Customers may makes loans in increments as small as $25, and can expect to receive repayment, without interest, at the end of the loan term, which typically runs between six and 12 months. Loans are made via PayPal, a globally recognized online payment service. Lenders can stay abreast of the progress of the businesses to which they have lent via blog-like updates posted on the Kiva site. If lenders wish to correspond with the business owner, they can do so through the Kiva partner representative in Uganda.

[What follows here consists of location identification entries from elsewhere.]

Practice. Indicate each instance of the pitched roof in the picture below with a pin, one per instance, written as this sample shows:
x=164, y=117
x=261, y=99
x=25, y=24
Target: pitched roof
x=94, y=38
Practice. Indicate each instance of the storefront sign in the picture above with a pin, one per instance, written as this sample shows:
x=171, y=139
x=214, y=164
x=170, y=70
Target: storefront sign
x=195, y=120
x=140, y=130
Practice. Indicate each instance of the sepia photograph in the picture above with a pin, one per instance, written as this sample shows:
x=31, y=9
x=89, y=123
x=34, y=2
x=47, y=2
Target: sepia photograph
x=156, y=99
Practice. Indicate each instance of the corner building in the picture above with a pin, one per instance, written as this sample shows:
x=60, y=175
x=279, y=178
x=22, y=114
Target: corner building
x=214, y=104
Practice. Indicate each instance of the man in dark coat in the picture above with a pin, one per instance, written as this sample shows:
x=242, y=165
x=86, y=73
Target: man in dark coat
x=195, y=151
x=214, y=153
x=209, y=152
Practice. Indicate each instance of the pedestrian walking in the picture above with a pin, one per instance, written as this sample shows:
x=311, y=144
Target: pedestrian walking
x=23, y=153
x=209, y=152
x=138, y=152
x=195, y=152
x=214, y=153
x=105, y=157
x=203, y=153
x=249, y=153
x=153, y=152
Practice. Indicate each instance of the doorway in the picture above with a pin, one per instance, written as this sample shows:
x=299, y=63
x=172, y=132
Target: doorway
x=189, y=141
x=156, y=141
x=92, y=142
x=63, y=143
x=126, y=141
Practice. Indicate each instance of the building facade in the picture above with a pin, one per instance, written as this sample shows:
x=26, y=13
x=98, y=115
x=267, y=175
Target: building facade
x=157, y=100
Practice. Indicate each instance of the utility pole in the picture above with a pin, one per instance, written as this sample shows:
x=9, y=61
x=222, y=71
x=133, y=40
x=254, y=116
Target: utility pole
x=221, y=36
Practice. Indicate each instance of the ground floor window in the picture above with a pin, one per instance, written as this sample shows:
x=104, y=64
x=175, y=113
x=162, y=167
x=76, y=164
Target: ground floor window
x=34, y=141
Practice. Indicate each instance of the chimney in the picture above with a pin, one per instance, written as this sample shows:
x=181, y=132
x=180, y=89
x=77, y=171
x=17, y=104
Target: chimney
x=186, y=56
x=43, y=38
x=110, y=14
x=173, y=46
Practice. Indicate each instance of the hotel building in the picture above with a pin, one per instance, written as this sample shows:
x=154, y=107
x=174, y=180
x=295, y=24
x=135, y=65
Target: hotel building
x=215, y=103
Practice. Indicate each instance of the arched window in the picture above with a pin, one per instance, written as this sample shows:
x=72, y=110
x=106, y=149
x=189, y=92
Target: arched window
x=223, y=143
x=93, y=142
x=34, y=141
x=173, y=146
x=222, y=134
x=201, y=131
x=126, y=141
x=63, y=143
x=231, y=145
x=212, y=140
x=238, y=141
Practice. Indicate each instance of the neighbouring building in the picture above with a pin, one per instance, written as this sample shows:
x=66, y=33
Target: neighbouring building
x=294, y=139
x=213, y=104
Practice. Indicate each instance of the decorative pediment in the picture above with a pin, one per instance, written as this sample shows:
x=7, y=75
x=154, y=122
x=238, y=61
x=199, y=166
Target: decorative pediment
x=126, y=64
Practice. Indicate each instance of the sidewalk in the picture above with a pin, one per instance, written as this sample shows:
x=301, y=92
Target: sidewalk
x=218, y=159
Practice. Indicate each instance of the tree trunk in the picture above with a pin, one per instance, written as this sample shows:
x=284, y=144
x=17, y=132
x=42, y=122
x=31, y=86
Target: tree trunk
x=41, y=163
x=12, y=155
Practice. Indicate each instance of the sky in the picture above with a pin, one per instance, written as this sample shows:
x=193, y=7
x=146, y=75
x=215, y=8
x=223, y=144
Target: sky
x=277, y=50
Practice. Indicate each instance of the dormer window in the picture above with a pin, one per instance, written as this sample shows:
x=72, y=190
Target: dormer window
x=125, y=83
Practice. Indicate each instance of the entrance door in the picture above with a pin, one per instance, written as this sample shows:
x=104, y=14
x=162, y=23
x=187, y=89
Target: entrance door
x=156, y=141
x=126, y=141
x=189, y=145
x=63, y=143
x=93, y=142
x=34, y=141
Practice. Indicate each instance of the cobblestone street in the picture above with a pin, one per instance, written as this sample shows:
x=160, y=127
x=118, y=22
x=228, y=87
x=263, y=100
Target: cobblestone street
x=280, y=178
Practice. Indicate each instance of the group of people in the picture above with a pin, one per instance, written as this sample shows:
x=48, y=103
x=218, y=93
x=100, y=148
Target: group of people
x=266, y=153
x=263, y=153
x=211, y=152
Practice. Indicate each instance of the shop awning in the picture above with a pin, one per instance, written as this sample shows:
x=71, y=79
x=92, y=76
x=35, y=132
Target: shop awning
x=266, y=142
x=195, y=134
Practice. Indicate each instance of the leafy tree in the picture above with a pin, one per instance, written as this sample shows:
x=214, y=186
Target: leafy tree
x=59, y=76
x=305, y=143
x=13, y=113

"Microfinance is an exciting movement. Before Kiva, there was really no way for the individual—at lower price points—to get involved as a lender. We wanted people like us to be able to participate in the power of microlending first-hand," said Flannery. "We started Kiva because we saw loans as a very personal and sustainable way to help entrepreneurs across the world. When you loan to someone and get paid back, you get proof that a business has succeeded—and you are more likely to loan again. "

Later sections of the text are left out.